Acrocercops tripolis

Scientific classification
- Domain: Eukaryota
- Kingdom: Animalia
- Phylum: Arthropoda
- Class: Insecta
- Order: Lepidoptera
- Family: Gracillariidae
- Genus: Acrocercops
- Species: A. tripolis
- Binomial name: Acrocercops tripolis Meyrick, 1921

= Acrocercops tripolis =

- Authority: Meyrick, 1921

Species of moth

Acrocercops tripolis is a moth of the family Gracillariidae. It is known from Indonesia (Java).

==Original description==
Wingspan 7 mm. Head white, collar pale ochreous-yellowish. Palpi somewhat roughened anteriorly, white, with rings of dark fuscous speckling at apex of second joint and middle of terminal. Basal joint of antennae with anterior tuft of scales. Thorax pale ochreous-yellowish, posterior third white. Abdomen whitish.

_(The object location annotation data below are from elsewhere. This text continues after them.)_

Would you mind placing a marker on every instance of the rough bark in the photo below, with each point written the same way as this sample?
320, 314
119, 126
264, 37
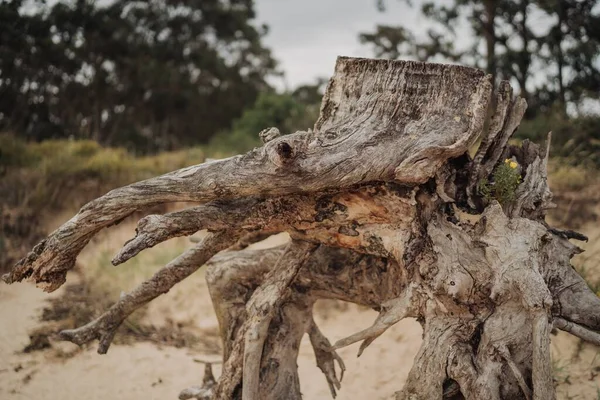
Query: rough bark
383, 205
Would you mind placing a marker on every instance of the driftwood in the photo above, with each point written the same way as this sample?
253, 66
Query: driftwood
385, 208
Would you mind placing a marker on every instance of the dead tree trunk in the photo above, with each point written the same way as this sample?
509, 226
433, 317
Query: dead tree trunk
386, 209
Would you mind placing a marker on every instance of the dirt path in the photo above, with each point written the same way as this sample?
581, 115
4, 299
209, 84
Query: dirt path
148, 371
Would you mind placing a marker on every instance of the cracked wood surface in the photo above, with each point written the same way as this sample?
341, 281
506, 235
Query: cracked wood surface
385, 190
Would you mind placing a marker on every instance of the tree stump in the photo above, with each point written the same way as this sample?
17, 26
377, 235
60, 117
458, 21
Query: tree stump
386, 208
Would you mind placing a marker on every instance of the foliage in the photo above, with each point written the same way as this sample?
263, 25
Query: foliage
289, 112
144, 75
576, 141
53, 173
505, 181
507, 39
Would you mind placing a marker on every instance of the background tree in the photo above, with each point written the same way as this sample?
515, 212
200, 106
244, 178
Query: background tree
147, 75
550, 49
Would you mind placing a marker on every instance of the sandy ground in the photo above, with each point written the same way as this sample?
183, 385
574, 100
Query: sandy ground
147, 371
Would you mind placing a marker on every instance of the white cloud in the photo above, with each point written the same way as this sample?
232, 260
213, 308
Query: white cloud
306, 36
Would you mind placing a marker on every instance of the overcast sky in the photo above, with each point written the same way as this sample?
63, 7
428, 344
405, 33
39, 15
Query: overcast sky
306, 36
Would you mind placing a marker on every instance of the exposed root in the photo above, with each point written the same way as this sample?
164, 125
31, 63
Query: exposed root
543, 384
204, 392
505, 353
105, 326
260, 309
391, 312
577, 330
325, 358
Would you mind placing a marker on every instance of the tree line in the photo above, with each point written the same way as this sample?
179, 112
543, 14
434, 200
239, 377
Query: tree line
549, 48
148, 75
157, 75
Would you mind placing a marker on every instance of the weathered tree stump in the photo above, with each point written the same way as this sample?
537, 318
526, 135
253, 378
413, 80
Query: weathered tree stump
386, 209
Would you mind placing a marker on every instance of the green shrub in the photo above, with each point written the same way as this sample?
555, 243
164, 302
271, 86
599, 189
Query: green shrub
505, 181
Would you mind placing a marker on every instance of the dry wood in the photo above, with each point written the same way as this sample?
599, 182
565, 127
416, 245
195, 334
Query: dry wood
382, 203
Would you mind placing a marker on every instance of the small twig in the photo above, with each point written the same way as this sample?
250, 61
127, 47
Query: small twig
154, 229
392, 312
325, 358
568, 234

Forewings very narrow, moderately pointed, acute; white, with some minute scattered fuscous specks; a costal dot of black irroration almost at base; moderate slightly oblique light ochreous-yellowish fasciae edged with some fuscous specks near base, before middle, and at 2 /3, third narrower; small blackish opposite spots on margins at 5/6, and a third in disc just before these; apex slightly yellowish-tinged: cilia grey-whitish, round apex finely speckled with grey. Hindwings light grey; cilia whitish-grey. Java, Pekalongan (van Deventer); one specimen.